Supersymmetric Hyperbolic $$\sigma $$ σ -Models and Bounds on Correlations in Two Dimensions

In this paper we study a family of nonlinear $$\sigma $$ -models in which the target space is the super manifold $$\mathbb {H}^{2|2N}$$ . These models generalize Zirnbauer’s $$\mathbb {H}^{2|2}$$ nonlinear $$\sigma $$ -model (Zirnbauer in Commun Math Phys 141(3):503–522, 1991). The latter model has a number of special features which aid in its analysis: through a remarkable technique from symplectic geometry colloquial known as supersymmetric localization, the partition function of the $$\mathbb {H}^{2|2}$$ model is equal to one independent of the coupling constants.

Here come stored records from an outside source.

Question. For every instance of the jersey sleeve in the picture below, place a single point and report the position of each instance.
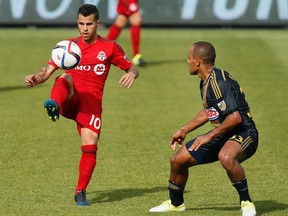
(119, 58)
(227, 102)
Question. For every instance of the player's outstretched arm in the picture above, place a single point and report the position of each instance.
(128, 79)
(40, 77)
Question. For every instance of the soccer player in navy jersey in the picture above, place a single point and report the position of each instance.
(128, 10)
(233, 140)
(77, 93)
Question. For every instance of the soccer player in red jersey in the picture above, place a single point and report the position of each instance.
(77, 93)
(128, 10)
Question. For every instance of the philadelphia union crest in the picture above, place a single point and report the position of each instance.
(101, 56)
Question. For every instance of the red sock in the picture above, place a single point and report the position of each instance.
(135, 38)
(86, 166)
(60, 91)
(113, 32)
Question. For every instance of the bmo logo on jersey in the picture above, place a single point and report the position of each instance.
(212, 113)
(99, 69)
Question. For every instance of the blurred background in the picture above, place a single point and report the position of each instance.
(169, 13)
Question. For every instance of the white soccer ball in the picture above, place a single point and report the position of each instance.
(66, 54)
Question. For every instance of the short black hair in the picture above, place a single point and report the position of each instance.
(88, 9)
(205, 51)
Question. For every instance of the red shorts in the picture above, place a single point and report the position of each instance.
(127, 7)
(85, 110)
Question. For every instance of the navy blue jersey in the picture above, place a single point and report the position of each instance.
(222, 95)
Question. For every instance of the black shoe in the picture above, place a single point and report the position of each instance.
(80, 198)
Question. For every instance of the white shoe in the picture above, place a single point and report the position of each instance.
(248, 208)
(167, 207)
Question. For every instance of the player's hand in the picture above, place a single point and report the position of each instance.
(30, 80)
(177, 139)
(127, 80)
(199, 141)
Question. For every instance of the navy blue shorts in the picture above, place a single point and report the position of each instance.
(208, 153)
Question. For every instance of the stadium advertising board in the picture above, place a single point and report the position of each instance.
(155, 12)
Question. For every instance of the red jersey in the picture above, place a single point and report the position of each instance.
(91, 73)
(89, 77)
(127, 7)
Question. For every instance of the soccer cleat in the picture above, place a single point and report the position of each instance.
(248, 208)
(52, 109)
(168, 207)
(138, 60)
(80, 198)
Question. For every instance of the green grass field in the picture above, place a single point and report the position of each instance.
(39, 159)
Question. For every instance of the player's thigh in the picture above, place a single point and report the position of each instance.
(231, 151)
(182, 158)
(88, 136)
(248, 142)
(208, 152)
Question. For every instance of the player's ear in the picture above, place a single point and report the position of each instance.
(98, 23)
(198, 61)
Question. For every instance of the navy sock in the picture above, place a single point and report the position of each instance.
(176, 194)
(242, 189)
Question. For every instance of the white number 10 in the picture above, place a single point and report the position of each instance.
(96, 122)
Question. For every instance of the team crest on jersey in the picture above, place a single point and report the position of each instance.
(99, 69)
(101, 56)
(212, 113)
(126, 58)
(222, 105)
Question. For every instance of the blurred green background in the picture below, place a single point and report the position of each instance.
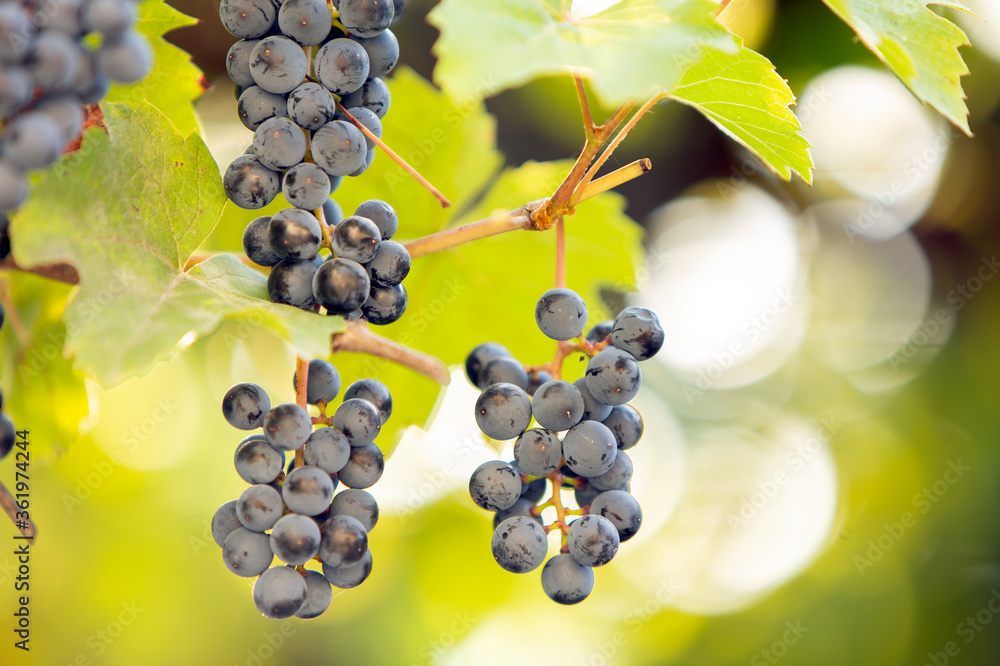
(825, 492)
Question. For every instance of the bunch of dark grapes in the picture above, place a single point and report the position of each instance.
(304, 75)
(598, 426)
(56, 57)
(8, 433)
(294, 514)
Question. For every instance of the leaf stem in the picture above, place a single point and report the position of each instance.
(596, 166)
(301, 390)
(358, 338)
(11, 509)
(396, 158)
(561, 252)
(498, 223)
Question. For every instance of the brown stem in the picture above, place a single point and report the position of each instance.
(560, 252)
(356, 337)
(11, 509)
(519, 219)
(301, 390)
(596, 166)
(396, 158)
(588, 118)
(560, 203)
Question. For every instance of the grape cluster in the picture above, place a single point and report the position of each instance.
(8, 433)
(307, 78)
(598, 425)
(294, 515)
(49, 70)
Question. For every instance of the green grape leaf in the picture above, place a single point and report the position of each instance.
(486, 47)
(43, 393)
(130, 212)
(919, 46)
(745, 98)
(174, 82)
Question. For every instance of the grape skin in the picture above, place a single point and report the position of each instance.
(344, 541)
(621, 509)
(247, 553)
(322, 383)
(638, 332)
(279, 593)
(613, 377)
(305, 21)
(590, 448)
(495, 486)
(385, 305)
(626, 424)
(311, 106)
(356, 238)
(504, 370)
(341, 285)
(359, 420)
(566, 581)
(249, 184)
(561, 314)
(346, 578)
(295, 539)
(358, 504)
(259, 508)
(291, 282)
(374, 392)
(339, 148)
(592, 540)
(390, 265)
(256, 105)
(279, 144)
(306, 186)
(328, 449)
(224, 521)
(245, 405)
(557, 405)
(308, 490)
(287, 427)
(479, 357)
(593, 409)
(364, 468)
(538, 452)
(248, 19)
(519, 544)
(256, 461)
(319, 594)
(616, 478)
(342, 66)
(503, 411)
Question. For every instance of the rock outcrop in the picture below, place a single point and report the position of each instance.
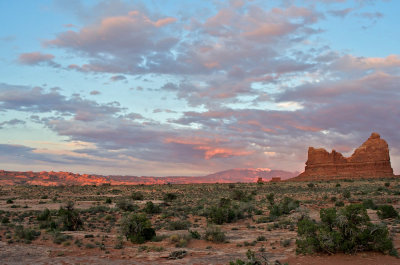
(370, 160)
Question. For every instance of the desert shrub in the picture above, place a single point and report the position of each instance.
(44, 215)
(369, 204)
(214, 234)
(178, 225)
(125, 205)
(45, 220)
(97, 209)
(224, 212)
(346, 230)
(339, 204)
(170, 196)
(180, 241)
(387, 211)
(26, 234)
(346, 194)
(285, 243)
(194, 234)
(261, 238)
(70, 217)
(178, 254)
(271, 198)
(137, 228)
(137, 196)
(59, 238)
(254, 258)
(240, 195)
(284, 207)
(151, 208)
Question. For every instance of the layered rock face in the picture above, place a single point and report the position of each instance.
(370, 160)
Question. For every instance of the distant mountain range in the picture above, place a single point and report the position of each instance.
(67, 178)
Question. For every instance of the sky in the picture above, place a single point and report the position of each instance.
(171, 87)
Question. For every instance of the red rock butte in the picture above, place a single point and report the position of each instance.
(370, 160)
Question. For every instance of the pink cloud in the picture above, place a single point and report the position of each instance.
(34, 58)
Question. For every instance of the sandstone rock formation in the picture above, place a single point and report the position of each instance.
(370, 160)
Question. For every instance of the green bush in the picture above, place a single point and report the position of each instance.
(194, 234)
(26, 234)
(125, 205)
(151, 208)
(240, 195)
(346, 194)
(214, 234)
(137, 196)
(387, 211)
(44, 216)
(369, 204)
(137, 228)
(284, 207)
(170, 197)
(178, 225)
(70, 217)
(224, 212)
(270, 198)
(346, 230)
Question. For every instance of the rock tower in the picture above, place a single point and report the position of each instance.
(370, 160)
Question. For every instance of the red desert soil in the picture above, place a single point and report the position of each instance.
(341, 259)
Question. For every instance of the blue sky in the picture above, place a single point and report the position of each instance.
(193, 87)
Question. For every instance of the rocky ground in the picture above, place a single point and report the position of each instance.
(98, 241)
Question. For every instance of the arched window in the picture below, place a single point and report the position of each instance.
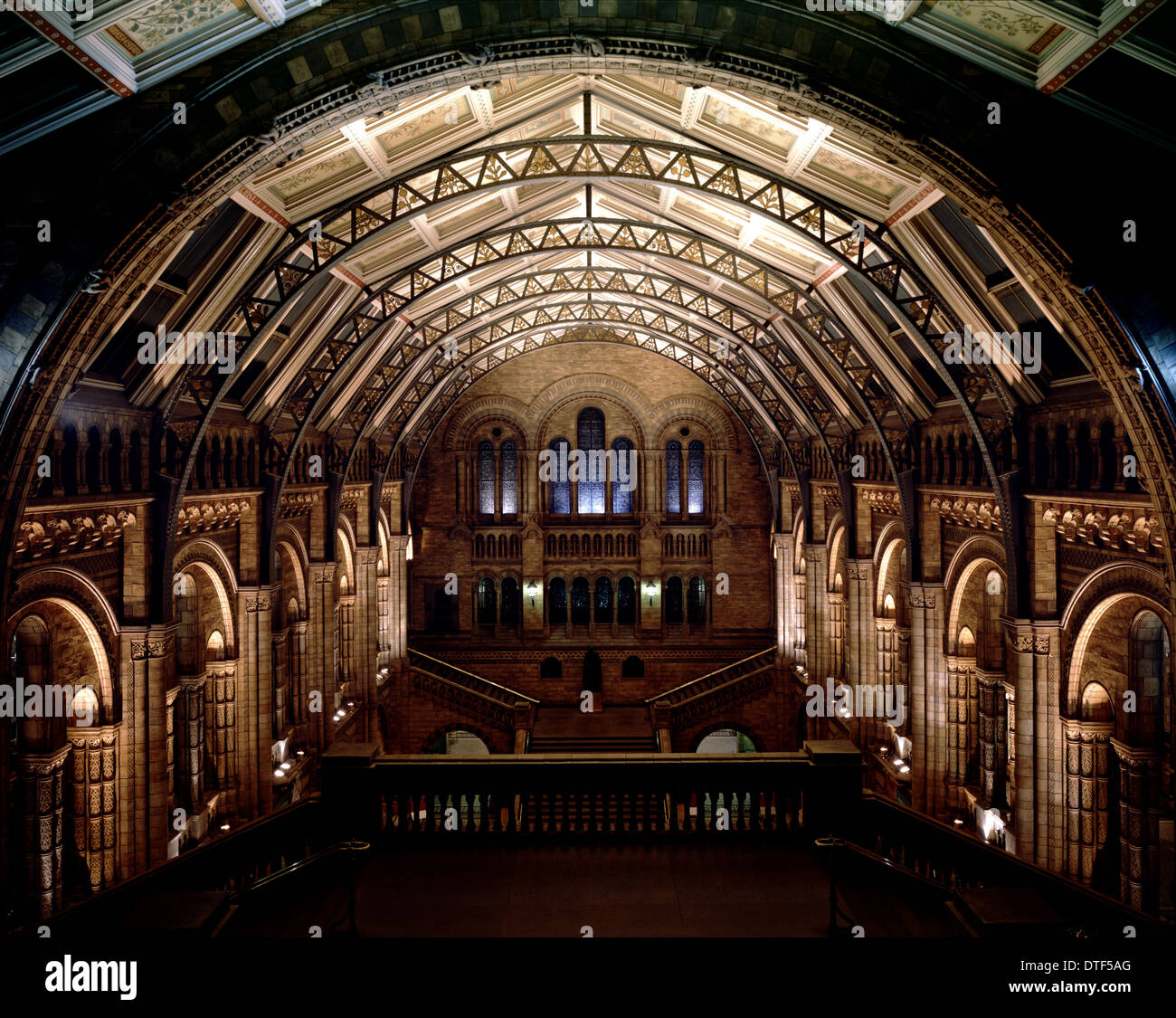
(509, 478)
(580, 602)
(603, 600)
(509, 614)
(624, 476)
(591, 441)
(697, 602)
(694, 477)
(486, 602)
(633, 668)
(557, 482)
(1149, 672)
(674, 477)
(627, 602)
(674, 600)
(486, 478)
(557, 602)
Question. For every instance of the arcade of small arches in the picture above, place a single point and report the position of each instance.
(352, 538)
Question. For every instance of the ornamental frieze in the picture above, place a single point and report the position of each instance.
(200, 516)
(979, 513)
(883, 500)
(1136, 528)
(45, 535)
(298, 502)
(141, 650)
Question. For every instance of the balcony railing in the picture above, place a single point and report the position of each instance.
(602, 795)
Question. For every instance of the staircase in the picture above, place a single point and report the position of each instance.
(471, 693)
(564, 728)
(724, 686)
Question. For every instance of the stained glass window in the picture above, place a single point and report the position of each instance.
(603, 600)
(694, 477)
(674, 477)
(486, 605)
(509, 478)
(624, 477)
(674, 600)
(580, 602)
(509, 614)
(557, 481)
(626, 602)
(697, 604)
(591, 441)
(486, 478)
(557, 602)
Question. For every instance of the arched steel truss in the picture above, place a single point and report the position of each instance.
(697, 347)
(653, 296)
(393, 302)
(438, 395)
(922, 313)
(804, 319)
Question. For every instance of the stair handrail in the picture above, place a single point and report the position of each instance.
(489, 698)
(514, 693)
(669, 693)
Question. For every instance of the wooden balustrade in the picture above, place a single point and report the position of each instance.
(551, 794)
(959, 861)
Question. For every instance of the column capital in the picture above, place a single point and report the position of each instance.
(43, 764)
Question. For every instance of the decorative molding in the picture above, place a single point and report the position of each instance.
(156, 647)
(883, 500)
(199, 515)
(43, 535)
(1122, 528)
(979, 513)
(297, 502)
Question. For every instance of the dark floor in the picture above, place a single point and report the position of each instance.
(619, 890)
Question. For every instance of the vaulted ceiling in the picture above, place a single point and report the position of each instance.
(799, 231)
(804, 273)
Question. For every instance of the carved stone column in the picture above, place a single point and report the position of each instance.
(147, 760)
(189, 740)
(42, 778)
(367, 637)
(1139, 825)
(1038, 799)
(398, 590)
(93, 802)
(992, 727)
(1088, 762)
(925, 698)
(255, 701)
(220, 728)
(297, 666)
(963, 725)
(321, 682)
(816, 612)
(861, 659)
(780, 562)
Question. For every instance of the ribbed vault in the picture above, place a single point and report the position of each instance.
(706, 228)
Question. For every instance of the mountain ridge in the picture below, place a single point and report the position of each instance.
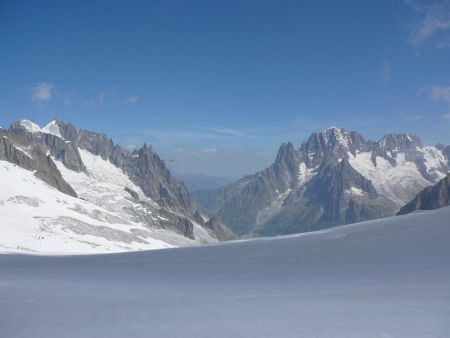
(374, 179)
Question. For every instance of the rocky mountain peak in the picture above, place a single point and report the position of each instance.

Our main technical observation is to generalize this fact to $$\mathbb {H}^{2|2N}$$ models as follows: the partition function is a multivariate polynomial of degree $$n=N-1$$ , increasing in each variable. As an application, these facts provide estimates on the Fourier and Laplace transforms of the ’t-field’ when we specialize to $$\mathbb {Z}^2$$ . We show that this field has fluctuations which are at least those of a massless free field. In addition we show that small fractional moments of $$e^{t_v-t_0}$$ decay at least polynomially fast in the distance of v to 0.